There will be more negotiations and volatility in the wireless than in the wired market, noted Vargas. Competition is occurring “in the ability for enterprises to essentially own or get more dedicated [wired] circuits for themselves to guarantee the quality of service on the backend,” she added.
Does net neutrality really matter?
The extent to which people are committing themselves to one side or the other gives a sense of how critical net neutrality is from a political, commercial and technical perspective.
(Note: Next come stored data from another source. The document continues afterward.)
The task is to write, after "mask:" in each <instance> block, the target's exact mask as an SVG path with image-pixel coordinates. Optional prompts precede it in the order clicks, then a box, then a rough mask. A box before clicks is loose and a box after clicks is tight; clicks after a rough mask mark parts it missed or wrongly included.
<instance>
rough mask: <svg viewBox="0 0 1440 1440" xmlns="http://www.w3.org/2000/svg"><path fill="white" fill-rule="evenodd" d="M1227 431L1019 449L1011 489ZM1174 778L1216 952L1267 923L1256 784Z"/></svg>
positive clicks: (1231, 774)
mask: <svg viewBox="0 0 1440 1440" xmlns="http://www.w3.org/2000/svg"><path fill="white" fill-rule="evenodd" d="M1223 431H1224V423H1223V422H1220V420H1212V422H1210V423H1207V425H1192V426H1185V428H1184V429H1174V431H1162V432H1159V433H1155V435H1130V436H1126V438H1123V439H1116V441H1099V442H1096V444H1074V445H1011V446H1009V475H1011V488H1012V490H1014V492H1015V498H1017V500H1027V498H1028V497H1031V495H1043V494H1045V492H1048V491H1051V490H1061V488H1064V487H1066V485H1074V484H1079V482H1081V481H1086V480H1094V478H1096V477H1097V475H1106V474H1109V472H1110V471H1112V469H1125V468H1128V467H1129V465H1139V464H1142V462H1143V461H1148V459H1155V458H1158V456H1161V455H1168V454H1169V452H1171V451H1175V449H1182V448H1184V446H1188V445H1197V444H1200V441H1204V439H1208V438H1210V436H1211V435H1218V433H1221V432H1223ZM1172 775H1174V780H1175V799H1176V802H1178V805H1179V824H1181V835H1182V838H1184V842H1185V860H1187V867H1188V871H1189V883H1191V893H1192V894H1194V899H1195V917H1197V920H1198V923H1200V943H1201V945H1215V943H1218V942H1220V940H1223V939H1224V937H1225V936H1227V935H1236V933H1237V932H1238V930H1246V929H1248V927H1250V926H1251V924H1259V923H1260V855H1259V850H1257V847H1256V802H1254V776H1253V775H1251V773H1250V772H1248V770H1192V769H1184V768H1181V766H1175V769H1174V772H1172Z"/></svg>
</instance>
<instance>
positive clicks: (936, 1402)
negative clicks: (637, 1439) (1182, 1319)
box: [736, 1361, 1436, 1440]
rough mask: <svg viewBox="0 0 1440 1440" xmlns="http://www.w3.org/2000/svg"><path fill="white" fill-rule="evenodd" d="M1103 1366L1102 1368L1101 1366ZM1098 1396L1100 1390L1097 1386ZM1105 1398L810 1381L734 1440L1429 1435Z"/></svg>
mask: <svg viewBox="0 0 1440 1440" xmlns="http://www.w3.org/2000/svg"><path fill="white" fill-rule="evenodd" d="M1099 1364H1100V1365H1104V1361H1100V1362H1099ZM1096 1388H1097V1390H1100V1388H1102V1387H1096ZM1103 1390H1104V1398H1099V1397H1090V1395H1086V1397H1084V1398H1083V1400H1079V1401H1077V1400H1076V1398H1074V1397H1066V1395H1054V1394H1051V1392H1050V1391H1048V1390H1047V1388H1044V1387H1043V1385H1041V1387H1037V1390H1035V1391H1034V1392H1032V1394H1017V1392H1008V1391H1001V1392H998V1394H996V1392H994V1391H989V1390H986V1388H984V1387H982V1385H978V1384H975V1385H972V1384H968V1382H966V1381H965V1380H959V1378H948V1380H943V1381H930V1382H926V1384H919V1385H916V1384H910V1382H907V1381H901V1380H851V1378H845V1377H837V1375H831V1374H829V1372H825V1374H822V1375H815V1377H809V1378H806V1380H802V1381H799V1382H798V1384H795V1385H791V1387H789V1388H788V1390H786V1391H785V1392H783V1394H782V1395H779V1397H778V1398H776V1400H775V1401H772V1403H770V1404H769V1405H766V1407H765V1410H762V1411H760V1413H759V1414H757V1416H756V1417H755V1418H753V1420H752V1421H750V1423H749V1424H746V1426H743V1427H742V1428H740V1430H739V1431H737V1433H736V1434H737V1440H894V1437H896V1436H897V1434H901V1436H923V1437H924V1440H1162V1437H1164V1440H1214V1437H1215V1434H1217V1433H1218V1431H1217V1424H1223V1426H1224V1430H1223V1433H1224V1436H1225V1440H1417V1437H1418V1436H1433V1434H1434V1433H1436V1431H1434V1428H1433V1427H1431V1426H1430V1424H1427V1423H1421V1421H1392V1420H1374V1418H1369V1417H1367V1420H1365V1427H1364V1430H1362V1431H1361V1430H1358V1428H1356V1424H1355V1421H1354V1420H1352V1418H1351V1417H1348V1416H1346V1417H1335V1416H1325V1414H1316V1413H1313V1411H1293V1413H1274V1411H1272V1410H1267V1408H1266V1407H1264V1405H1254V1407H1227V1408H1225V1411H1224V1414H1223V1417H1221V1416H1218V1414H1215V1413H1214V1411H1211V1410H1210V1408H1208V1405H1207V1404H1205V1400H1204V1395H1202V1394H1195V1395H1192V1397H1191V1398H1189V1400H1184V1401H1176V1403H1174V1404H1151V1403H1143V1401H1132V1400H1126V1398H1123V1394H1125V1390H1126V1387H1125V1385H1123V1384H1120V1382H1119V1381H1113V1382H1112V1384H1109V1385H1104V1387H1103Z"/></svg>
A consumer should be aware of the potential for companies to mistreat them without these protections in place (which is not to say those abuses will occur).
Ways that ISPs could perform in a manner that go against the precepts of net neutrality are:
- Throttling – Some services or sites could be treated with slower or faster speeds.
- Blocking – Getting to the services or sites of competitors to the ISP could become impossible because those sites are blocked.
- Paid prioritization – Certain websites, such as social media powerhouses, could pay to get better performance (in reliability and speed) than is granted to competitors that may not have the same capital to influence the ISP.
- Cross-subsidization – This process occurs when a provider offers discounted or free access to additional services.
- Redirection – Web traffic is sent from a user's intended site to a competitor’s site.
Rethinking mobile apps
Another aspect of technology that will need to be rethought in the post-repeal world is improving efficiency by developing less resource-intensive mobile apps that are delivered through more geographically distributed infrastructure. Local caching could also help, and delivery of apps that serve video and images should potentially be restructured.
You can already look at file size to create better balance in the way you deliver video and images to mobile users. However, the rendering, quantity that is stream-loaded (to avoid additional pings), and other aspects are optimized with net neutrality as a given.
Providers of content delivery networks (CDNs) will need to re-strategize the methods they use to optimize enterprise traffic.
Cost has been relatively controlled in the past, according to Vargas. There is an arena of performance management and wireless area network (WAN) optimization software that was created to manage speed and reliability for data centers and mobile. Those applications will no longer work correctly because they were engineered with traffic equality as a defining principle. Hence, providers will have to adapt to meet the guidelines of the new paradigm.